Rien n’est à venir. Tout vient.
Je suis vivant dans l’œil d’un bourgeon de rose. Voilà qu’à présent, tu résonnes dans ma mémoire comme une source d’aubépine. Le nid est vide mais la présence de l’oisillon a laissé quelques duvets épars. La chair s’est défaite de l’os et il pleut des plumes sur d’autres sommets, sur d’autres lieux d’échos. Et parmi mille fragments dans ce ciel déchiré, je suis un vagabond vêtu de varech.

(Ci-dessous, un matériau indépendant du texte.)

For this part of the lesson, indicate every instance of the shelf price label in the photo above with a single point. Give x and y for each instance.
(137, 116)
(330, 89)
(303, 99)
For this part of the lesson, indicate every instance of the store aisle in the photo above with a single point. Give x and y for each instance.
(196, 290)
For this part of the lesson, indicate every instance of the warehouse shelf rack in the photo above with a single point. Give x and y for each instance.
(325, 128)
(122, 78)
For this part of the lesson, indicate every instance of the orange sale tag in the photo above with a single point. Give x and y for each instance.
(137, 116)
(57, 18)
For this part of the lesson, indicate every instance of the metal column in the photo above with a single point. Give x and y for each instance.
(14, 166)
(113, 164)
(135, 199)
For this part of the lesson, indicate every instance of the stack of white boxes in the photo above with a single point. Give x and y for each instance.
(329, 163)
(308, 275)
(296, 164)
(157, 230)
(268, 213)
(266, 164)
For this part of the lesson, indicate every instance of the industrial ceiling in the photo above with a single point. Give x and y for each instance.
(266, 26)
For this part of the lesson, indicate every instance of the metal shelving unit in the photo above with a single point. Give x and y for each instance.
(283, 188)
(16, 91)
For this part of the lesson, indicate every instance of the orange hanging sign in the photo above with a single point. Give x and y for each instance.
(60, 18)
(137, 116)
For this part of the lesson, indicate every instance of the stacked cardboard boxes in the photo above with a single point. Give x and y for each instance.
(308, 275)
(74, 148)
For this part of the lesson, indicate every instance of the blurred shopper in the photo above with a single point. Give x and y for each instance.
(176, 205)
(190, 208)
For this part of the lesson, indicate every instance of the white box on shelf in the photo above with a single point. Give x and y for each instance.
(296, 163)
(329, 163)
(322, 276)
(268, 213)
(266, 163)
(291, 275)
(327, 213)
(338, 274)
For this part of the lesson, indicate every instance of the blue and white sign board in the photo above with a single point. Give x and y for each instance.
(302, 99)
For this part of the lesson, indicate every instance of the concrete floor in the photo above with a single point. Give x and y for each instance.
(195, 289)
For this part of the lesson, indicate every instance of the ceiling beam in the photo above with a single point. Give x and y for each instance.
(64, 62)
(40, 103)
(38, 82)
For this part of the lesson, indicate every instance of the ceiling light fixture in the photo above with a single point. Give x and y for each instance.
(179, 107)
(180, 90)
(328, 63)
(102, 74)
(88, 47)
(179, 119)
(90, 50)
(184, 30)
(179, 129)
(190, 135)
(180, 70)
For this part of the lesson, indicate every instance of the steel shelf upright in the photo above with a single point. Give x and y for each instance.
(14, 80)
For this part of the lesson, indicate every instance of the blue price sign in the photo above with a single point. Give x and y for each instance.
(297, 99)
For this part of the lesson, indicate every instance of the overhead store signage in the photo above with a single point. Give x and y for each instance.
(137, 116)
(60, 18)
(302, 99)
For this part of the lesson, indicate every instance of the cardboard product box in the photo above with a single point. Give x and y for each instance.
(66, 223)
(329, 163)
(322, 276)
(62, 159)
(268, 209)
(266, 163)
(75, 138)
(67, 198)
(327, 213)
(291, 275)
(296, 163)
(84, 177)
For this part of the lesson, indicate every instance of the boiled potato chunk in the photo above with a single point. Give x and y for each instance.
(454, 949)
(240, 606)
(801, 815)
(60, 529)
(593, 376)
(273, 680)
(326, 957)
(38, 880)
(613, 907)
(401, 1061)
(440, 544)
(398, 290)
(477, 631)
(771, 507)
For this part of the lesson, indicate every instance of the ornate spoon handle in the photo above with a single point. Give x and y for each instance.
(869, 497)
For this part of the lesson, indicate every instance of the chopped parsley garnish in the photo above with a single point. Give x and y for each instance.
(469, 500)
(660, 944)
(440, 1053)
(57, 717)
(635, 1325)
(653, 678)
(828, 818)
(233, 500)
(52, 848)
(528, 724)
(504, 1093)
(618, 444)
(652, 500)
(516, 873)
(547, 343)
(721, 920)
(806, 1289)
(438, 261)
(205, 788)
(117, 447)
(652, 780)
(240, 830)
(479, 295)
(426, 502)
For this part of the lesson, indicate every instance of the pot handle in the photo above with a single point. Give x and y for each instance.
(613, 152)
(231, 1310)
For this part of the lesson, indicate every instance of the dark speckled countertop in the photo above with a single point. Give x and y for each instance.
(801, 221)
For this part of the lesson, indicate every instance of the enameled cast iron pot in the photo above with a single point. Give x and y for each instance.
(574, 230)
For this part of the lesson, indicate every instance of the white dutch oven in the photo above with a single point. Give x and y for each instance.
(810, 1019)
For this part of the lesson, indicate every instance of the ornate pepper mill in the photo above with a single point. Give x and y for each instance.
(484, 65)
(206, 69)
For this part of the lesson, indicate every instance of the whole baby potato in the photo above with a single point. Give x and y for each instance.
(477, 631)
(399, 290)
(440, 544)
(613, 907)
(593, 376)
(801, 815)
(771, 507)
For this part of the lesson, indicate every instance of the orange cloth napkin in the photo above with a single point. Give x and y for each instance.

Les soirs d’ivresse et de tourmente, je suis habillé du crachin marin qui déambule au fond de tes couloirs. J’ai repris goût aux baisers du vent et au parfum de l’herbe verte. J’ai baptisé mon nouveau chemin avec les fleurs sorties des ornières de l’ennui. Peu à peu, la roche du temps s’est fendue. Un troupeau de mouettes l’a colmatée de vieilles pailles et de petits graviers. A présent, je me recueille tout proche du diamant du silence. Nous sommes très exactement là, sous tes doigts, où la fratrie nouvelle chante comme un coq au levé du jour.
A la veillée des brumes, la douleur s’est endormie sur le front des corbeaux. Tout de sable nu au milieu de la plage, j’ai fermé l’œil dans l’écume moelleuse des vagues. Rien n’est à venir. Tout vient. Une larme sèche colle sur la pointe de l’horizon. J’entends des voix où autrefois frémissait la tienne. Mes cicatrices se sont métamorphosées en coquillages entrelacés d’algues vertes. Elles chantent à voix basses, conquises par la force des bourgeons qui pointent leur nez au printemps. La nuit dévêtue de sa cape sombre lèche le feuillage où se cachent tes lèvres entrouvertes. Une goutte de jour brille dans le fond de mes yeux.